Enter Harvey Hubbell, an avid inventor who had already filed numerous patents, including one for a switch for the Edison bulb in 1891 and ones for improving the production of screw threads and for slotting screw heads. His first runaway success, however, was an 1896 patent for the “pull socket” (essentially the same pull-chain switch used today), which soon became the most common electrical control device in homes.
Others were inventing a range of ways to connect a vast number of newly invented household appliances, such as electric fans, vacuum cleaners, and clothing irons. But there were no standards, and many early appliances initially needed to be hard-wired or had a variety of plug configurations to fit known proprietary receptacles. Without any standards, though, it soon became apparent to most appliance manufacturers that these early plug options vastly limited market share, and many appliance makers settled on providing screw plugs at the end of the cords that would fit the ubiquitous light socket.
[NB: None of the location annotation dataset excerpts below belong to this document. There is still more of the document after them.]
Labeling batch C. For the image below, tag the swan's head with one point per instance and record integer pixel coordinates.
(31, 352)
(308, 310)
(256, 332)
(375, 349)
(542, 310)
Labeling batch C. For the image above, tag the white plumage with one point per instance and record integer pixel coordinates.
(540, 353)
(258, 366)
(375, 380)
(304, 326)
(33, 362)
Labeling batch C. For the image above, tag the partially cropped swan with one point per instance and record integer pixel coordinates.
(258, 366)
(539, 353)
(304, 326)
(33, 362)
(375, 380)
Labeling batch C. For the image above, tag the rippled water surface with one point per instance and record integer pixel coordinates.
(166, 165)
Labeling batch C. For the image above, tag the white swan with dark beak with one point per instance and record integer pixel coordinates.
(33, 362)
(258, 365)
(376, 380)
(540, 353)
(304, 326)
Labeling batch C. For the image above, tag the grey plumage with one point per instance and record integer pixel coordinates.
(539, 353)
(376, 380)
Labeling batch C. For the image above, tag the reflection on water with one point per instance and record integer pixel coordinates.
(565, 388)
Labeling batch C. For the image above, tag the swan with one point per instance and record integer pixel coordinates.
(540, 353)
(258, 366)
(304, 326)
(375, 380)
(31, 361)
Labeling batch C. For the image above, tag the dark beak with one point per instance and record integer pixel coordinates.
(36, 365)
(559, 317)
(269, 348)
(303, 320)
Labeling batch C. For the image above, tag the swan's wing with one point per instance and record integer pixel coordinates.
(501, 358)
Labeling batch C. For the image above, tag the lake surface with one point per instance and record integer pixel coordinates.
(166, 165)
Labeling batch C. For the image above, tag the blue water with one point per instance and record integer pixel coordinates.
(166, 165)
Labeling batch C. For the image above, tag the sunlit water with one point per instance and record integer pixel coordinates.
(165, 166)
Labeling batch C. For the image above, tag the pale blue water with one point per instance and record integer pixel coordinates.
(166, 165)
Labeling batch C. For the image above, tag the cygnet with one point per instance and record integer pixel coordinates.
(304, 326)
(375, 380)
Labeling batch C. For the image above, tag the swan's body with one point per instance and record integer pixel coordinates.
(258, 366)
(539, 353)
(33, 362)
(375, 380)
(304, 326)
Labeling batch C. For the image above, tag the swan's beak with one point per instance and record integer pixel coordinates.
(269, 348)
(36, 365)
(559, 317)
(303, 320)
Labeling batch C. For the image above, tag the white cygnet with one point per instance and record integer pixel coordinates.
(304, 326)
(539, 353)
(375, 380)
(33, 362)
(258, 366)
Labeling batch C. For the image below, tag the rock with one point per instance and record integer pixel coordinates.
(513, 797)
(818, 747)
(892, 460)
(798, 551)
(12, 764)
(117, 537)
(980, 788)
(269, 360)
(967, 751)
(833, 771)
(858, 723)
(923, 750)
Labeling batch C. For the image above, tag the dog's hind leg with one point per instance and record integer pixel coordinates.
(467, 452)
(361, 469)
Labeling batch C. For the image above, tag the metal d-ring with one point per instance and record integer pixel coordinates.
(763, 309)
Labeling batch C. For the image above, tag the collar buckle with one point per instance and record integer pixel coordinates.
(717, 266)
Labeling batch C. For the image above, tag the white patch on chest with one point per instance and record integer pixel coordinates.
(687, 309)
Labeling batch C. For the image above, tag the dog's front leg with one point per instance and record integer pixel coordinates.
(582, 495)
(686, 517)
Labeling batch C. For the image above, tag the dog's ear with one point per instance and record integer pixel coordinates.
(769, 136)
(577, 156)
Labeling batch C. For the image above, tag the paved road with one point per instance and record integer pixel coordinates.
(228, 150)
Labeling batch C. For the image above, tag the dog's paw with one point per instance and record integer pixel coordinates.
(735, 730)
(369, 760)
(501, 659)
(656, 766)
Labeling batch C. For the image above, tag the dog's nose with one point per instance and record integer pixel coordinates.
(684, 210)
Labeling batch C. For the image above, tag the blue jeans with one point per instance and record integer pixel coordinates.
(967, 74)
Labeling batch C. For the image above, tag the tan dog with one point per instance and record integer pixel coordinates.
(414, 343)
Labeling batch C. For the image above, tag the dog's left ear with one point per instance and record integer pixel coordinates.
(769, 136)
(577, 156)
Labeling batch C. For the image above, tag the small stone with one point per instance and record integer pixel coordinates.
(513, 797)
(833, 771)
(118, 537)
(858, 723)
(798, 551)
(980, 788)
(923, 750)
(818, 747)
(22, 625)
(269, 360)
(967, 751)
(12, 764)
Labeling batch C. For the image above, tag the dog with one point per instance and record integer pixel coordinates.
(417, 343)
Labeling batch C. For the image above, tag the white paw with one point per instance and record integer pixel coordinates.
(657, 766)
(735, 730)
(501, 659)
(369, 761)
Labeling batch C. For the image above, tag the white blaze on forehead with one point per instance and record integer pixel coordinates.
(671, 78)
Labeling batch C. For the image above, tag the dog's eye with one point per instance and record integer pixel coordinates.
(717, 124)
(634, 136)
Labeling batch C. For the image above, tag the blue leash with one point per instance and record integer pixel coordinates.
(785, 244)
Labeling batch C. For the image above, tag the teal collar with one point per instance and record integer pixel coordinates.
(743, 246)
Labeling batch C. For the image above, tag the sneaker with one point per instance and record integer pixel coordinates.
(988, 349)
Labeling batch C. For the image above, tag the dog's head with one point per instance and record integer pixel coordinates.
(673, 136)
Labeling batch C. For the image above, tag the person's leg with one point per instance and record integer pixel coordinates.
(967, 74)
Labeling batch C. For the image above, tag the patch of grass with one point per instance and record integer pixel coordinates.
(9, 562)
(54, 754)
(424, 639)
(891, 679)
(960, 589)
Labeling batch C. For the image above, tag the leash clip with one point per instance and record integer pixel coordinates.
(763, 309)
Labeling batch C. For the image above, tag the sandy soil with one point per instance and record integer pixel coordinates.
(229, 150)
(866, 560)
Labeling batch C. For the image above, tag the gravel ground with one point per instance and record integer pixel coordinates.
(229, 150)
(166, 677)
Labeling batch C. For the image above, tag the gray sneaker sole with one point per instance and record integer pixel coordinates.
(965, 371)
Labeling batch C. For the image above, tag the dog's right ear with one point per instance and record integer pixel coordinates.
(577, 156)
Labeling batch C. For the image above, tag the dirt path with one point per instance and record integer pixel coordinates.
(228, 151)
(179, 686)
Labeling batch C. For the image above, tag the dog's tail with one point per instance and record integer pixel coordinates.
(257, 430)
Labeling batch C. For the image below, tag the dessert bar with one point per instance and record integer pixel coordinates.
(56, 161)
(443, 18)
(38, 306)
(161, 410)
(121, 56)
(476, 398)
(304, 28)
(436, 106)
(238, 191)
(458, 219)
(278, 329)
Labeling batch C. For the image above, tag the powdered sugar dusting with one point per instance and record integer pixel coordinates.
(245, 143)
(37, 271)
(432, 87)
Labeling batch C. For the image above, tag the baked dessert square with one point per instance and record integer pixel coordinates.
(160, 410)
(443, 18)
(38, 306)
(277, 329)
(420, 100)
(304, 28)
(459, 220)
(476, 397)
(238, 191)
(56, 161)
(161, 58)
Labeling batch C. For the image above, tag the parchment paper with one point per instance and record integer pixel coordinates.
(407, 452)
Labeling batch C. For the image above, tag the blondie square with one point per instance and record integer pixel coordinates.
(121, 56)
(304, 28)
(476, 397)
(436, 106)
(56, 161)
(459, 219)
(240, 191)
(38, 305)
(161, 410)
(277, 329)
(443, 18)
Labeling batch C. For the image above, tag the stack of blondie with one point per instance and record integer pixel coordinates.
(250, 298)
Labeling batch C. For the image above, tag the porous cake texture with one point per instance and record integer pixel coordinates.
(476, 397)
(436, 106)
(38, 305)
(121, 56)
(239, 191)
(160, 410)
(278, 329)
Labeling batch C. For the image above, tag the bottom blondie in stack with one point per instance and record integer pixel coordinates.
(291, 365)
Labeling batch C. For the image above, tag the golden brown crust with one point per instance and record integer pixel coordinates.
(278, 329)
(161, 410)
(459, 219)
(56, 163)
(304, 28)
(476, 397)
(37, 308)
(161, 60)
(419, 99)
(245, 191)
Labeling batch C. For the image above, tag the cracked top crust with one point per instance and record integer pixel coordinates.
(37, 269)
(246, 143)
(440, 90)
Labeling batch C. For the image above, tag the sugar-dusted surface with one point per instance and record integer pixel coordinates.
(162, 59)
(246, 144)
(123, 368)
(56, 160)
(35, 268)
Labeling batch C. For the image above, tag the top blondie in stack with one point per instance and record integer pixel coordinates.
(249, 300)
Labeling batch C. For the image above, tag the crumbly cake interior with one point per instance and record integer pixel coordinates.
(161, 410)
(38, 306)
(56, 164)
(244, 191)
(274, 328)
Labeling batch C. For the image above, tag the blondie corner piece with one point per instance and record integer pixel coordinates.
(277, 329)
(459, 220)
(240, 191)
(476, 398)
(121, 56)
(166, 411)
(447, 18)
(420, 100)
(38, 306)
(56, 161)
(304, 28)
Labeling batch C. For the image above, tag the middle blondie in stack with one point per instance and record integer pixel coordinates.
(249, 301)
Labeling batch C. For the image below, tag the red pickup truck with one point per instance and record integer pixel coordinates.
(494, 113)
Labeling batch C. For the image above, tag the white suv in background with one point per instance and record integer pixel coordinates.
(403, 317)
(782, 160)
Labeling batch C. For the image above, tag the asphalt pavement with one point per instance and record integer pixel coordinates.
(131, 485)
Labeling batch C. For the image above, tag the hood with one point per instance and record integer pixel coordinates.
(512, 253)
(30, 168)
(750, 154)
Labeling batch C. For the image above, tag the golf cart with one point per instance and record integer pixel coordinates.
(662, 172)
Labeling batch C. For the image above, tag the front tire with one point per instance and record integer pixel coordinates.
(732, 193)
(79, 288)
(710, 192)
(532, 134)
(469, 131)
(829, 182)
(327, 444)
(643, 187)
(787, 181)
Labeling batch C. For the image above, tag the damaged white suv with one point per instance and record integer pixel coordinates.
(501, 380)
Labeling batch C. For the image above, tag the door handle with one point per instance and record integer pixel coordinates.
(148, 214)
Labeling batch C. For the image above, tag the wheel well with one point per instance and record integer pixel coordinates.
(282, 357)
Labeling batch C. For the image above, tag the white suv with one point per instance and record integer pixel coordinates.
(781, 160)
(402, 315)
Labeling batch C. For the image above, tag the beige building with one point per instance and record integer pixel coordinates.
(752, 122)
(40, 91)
With the market headed this direction, Hubbell saw an opportunity for “separable plugs”—a base that could screw into a light socket and a mating plug on the appliance cord. Hubbell resisted working with the fledgling National Electric Code (first formed in 1897) to set a standard for the plug type. Instead, he set his own standard by the sheer force of controlling market share, aiming first at products that offered practical convenience, and then streamlining production to make them as quickly and inexpensively as possible.
First, he adapted the round-pin plugs common in Europe at the time (as now), patenting one with annular detents on it, similar to a modern headphone jack, so it would stay plugged in to an overhead socket. To win the market, he drove to make more units: He simplified the manufacturing of the pins by making them flat blades with detents on the edges to help them “key” into the screw-in base. The first versions had in-line (tandem) blades. In 1912, he submitted a patent for a separable plug with flat blades rotated 90 degrees, which helped streamline production.
To ensure he could accommodate all plugs (most of which he had by then sold), he patented a T-slot base to accept both tandem and parallel blades. He patented this as a single plug in 1915, and in 1916, he patented it as a “duplex” (for two plugs), followed by a polarized version the same year. By then, his company had sold more than 15 million separable plugs. When a National Electrical Manufacturing Association (NEMA) eventually formed in 1926, it adopted Hubbell’s parallel blade design as the U.S. general service electrical plug standard.